Finnie joined the lab in July 2023. He previously worked at the lab as an undergraduate and graduate student, getting his master’s degree under Morris. He started as a dishwasher.
“The characters at the lab really were unique in their approach to research, and helped me develop my approach I have now, which I think is somewhat unique as well,” Finnie told the Capital Press in 2023.
Morris’s biggest lesson to Finnie was curiosity, and a willingness to look at things differently, he said at the time.
“That’s something I didn’t fully appreciate until I started working with other scientists that had more of a traditional view on approaching research,” Finnie said in 2023.
“One great thing about the ARS group is we’re here to do research for our stakeholders, and we’re outside of any regulatory or policy-making capacity,” Finnie said. “(We) just want to stick to our research.”
“We are beyond pleased that Sean has been reinstated as director of the WWQL,” Washington Grain Commission executive director Casey Chumrau said.

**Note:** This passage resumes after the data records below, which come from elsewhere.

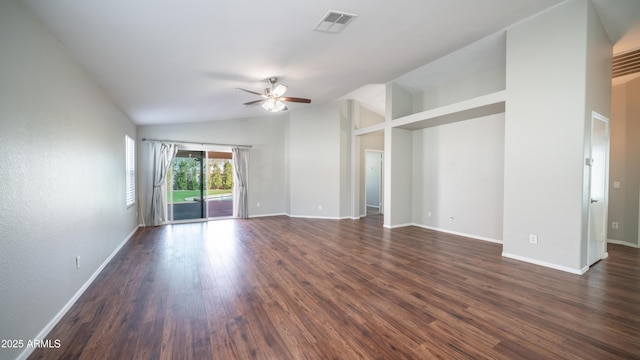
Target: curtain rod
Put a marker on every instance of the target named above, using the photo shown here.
(193, 142)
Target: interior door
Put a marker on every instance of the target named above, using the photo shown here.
(373, 180)
(186, 197)
(599, 174)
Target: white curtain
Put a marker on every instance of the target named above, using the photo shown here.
(241, 167)
(160, 157)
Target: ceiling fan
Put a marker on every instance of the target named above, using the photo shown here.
(273, 99)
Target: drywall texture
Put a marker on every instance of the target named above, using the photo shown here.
(625, 163)
(375, 142)
(265, 135)
(315, 163)
(545, 135)
(62, 188)
(458, 171)
(398, 158)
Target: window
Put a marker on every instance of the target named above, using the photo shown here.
(131, 170)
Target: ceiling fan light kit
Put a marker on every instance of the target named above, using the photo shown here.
(273, 97)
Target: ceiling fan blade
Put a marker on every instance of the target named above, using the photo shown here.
(291, 99)
(254, 102)
(280, 90)
(251, 92)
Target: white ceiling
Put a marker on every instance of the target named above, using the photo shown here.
(165, 61)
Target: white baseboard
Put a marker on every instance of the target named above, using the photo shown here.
(483, 238)
(318, 217)
(618, 242)
(547, 264)
(397, 226)
(43, 333)
(267, 215)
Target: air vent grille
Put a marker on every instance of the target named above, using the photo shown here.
(626, 63)
(334, 21)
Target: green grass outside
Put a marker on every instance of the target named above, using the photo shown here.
(181, 195)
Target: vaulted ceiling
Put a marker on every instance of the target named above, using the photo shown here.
(166, 61)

Upon Finnie’s dismissal, the Idaho, Oregon and Washington commissions and WSU were working together to find a “creative way” to retain Finnie and “the important work he does to advance the PNW wheat quality,” Chumrau said.
“He is a unique talent and dedicated to meeting the needs of stakeholders, which is why we felt so strongly about keeping him,” she said.
“We’re here to support the stakeholders in this region,” Finnie said. “We’re committed to fulfill this noble mission that we have with ARS. ARS is a stakeholder-driven research organization, and that means we are here for them. If there are issues they want us to be working on, let us know and we’ll mobilize our resources to come up with solutions.”